NFS mount modes: Use hard (shown above) for stateful workloads — databases, write-ahead logs, anything using fsync. A hard mount retries indefinitely rather than returning errors on transient network blips. Use soft only for read-heavy or cache workloads where data loss is tolerable — a timed-out soft write may be partially committed, corrupting data.
CIFS credentials: Credentials passed via driver_opts are stored in plaintext in Docker's volume metadata (visible via docker volume inspect). For production, use a credentials file with restricted permissions (chmod 600) mounted separately, rather than embedding the password in volume options.
Prefer named volumes over bind mounts. Docker manages creation, permissions, and quotas. Use bind mounts only when you need a specific host path (e.g., /etc/localtime, a hardware device, or a path managed by another tool).
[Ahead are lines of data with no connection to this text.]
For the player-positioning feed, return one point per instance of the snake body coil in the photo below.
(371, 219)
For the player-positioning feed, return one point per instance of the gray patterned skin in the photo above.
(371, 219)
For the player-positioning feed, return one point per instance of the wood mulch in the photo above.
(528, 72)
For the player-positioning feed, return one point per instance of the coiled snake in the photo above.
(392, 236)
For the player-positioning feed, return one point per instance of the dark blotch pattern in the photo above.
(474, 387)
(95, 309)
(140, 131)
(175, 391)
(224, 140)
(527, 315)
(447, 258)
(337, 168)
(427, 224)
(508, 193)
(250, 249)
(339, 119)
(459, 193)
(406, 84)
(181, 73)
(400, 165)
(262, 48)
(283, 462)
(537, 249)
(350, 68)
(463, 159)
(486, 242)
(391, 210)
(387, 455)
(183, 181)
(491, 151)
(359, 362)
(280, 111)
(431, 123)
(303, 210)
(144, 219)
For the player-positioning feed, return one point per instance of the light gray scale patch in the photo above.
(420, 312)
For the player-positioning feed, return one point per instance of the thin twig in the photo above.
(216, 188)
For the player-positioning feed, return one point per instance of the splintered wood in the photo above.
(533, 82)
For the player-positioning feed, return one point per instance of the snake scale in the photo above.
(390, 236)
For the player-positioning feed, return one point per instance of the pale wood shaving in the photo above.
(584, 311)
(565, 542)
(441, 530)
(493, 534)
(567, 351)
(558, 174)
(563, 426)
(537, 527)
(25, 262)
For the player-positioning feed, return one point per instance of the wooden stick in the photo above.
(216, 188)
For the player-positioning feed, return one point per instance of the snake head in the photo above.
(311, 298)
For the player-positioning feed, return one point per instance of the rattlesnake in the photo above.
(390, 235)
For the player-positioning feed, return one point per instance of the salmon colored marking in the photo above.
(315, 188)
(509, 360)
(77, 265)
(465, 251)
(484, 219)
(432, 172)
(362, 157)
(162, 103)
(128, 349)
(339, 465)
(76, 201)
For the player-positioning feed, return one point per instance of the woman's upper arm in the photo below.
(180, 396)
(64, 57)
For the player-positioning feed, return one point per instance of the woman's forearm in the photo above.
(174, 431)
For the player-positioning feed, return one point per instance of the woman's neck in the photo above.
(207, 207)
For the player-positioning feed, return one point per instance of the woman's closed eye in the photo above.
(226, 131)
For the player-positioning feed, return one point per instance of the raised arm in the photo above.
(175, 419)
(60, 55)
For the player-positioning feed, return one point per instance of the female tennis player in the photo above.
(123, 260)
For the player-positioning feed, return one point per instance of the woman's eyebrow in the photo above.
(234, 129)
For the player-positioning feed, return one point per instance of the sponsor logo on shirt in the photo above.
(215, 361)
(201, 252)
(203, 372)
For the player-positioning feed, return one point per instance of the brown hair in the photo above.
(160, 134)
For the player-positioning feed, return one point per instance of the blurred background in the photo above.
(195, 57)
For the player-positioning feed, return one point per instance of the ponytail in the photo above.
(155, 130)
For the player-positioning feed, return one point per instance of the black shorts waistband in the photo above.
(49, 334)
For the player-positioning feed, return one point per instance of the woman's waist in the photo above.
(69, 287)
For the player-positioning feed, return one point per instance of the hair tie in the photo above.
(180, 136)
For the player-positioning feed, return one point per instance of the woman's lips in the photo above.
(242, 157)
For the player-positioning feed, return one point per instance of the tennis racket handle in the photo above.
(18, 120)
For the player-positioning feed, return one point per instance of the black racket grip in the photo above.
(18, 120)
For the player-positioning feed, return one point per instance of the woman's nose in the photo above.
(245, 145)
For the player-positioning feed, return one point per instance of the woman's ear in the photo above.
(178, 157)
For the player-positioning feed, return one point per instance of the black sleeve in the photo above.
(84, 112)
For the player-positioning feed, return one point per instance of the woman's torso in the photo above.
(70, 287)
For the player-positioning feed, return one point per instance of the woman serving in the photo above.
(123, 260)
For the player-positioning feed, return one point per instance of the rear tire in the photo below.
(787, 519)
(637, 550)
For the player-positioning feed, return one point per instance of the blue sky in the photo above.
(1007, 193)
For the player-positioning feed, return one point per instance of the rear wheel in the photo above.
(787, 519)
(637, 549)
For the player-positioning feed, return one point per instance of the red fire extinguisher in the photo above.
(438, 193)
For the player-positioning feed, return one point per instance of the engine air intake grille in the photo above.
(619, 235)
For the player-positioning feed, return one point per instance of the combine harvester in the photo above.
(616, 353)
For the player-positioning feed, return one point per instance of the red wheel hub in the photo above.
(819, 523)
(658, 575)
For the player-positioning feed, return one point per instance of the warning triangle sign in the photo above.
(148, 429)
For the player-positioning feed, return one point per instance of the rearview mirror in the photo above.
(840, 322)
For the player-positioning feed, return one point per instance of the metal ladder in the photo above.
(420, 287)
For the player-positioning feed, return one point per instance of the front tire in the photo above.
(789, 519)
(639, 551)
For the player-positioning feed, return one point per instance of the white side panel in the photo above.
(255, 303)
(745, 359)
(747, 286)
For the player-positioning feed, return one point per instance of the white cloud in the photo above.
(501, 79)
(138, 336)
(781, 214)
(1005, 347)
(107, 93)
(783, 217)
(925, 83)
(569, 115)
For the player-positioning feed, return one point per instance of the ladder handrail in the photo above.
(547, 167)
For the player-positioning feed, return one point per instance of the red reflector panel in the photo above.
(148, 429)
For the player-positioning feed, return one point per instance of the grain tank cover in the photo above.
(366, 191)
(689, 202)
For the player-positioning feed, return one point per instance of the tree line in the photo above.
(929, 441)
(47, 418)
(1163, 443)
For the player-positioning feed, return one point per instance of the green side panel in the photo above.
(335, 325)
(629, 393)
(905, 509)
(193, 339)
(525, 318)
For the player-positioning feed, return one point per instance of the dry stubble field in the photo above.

Building and Tagging Images
docker buildx build \
--platform linux/amd64 \
--tag registry.example.com/myapp:1.2.3 \
--file path/to/Dockerfile \
./build-context/
docker image inspect myapp:1.2.3
docker image history myapp:1.2.3
docker image prune --all
Container Registries
See references/registries.md for registry-specific setup (AWS ECR, Scaleway, Docker Hub).
Login pattern:
echo "$TOKEN" | docker login --username <user> --password-stdin <registry-host>
aws ecr get-login-password --region us-east-1 \
| docker login --username AWS --password-stdin \
<account-id>.dkr.ecr.us-east-1.amazonaws.com
docker tag myapp:1.2.3 registry.example.com/ns/myapp:1.2.3
docker push registry.example.com/ns/myapp:1.2.3
Tag immutability: Enable it on private registries (AWS ECR supports this). Mutable tags mean two different images can share the same tag — a silent source of "works on my machine" bugs.
Credentials are stored in ~/.docker/config.json (pointing to the OS keychain). View registered registries: cat ~/.docker/config.json. Log out: docker logout <registry-host>.